5th May, 2022
April Performance Update
One of the biggest challenges when investing is trying to retain a long-term perspective. The speed and frequency of news flow, which is mostly designed to shock us into reading and watching, can change our bias to worry about the next day, week, and month. It leaves us so aware of what’s happening today, and often shifts focus from what is important and what is relevant over the longer term.
As we discussed in our last blog, the market has had to absorb some new challenges in recent months, not least the implication of higher inflation and interest rates, in addition to the Russian war and Chinese lockdowns. These factors were very much centre stage across April, and whilst investors may continue to focus on short-term trends into early summer, we view the most important implication of the last four months as a re-price of assets, many of which we feel will do really well over the years ahead. Paradoxically, the world as we know is moving towards cleaner energy and lower carbon emissions, yet in the first part of this year, stocks that operate in the opposite context have been rewarded heavily, at the expense of those assets designed with providing a sustainable future. This is a short-term supply derived problem that will resolve itself over the coming 12 months, and represents a good example of current market short-termism.
Nonetheless, many of what we would call ‘sustainable’ and ‘quality-based businesses’ are much cheaper now than they were 6 months ago.
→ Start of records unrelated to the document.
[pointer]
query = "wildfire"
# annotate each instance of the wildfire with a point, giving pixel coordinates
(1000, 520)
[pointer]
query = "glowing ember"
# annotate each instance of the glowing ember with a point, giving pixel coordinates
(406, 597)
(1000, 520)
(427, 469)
Whilst this has been disappointing for our portfolios right now, we feel it will lead to higher future returns. At the same time, although we added to energy and the oil heavy FTSE 100 earlier in the year, this was more as a hedge against a protracted war and continued supply chain issues. We must be careful not to get caught up in short-term thinking. Oil prices are unlikely to repeat their last 12 months increases in the next 12 months, and we see risks in buying things that have already gone up in value, with the expectation that it will continue into the future.
To that end a long standing investment principle is that the best time to invest is when prices have fallen. The more bad news that is baked into the price of something, the greater the chance of a positive surprise. This is particularly important when we are talking about the valuations of sustainable, profitable, quality businesses, which have fallen in value despite their long term drivers remaining fully intact.
To further illustrate the repricing we have seen, bonds have moved from offering income returns of 1-2% at the start of the year to 3-4% at the time of writing. Although it naturally doesn’t feel great that our bond bucket is down 5% over the course of this year so far, our forward 10 year return expectations have increased from where they were in January by between 10% and 20%. To an even greater extent this is also the case in equities, with some segments of the market down 50% since the start of the year just on sentiment alone. Even if equity markets fall another 5-10% from here, the opportunities that have been created on a 3-5 year view are excellent.
So whilst a significant portion of our job is based on trying to predict the forward economic environment, we know we can’t control it. It is therefore crucial to not get overly influenced by the noise, and stick to sensible investment principles. Staying focused on the long term, and increasing risk when assets become cheaper are two of the most important, and to that end we continue to focus on repositioning for when things improve.
In the meantime, it’s worth noting that although the recent months have been difficult, the long term returns delivered by all portfolios remain very much on track. This year’s correction places us in a better, not worse, position to deliver that once again over the next 10 years, which is really a more appropriate time horizon for us all to focus on.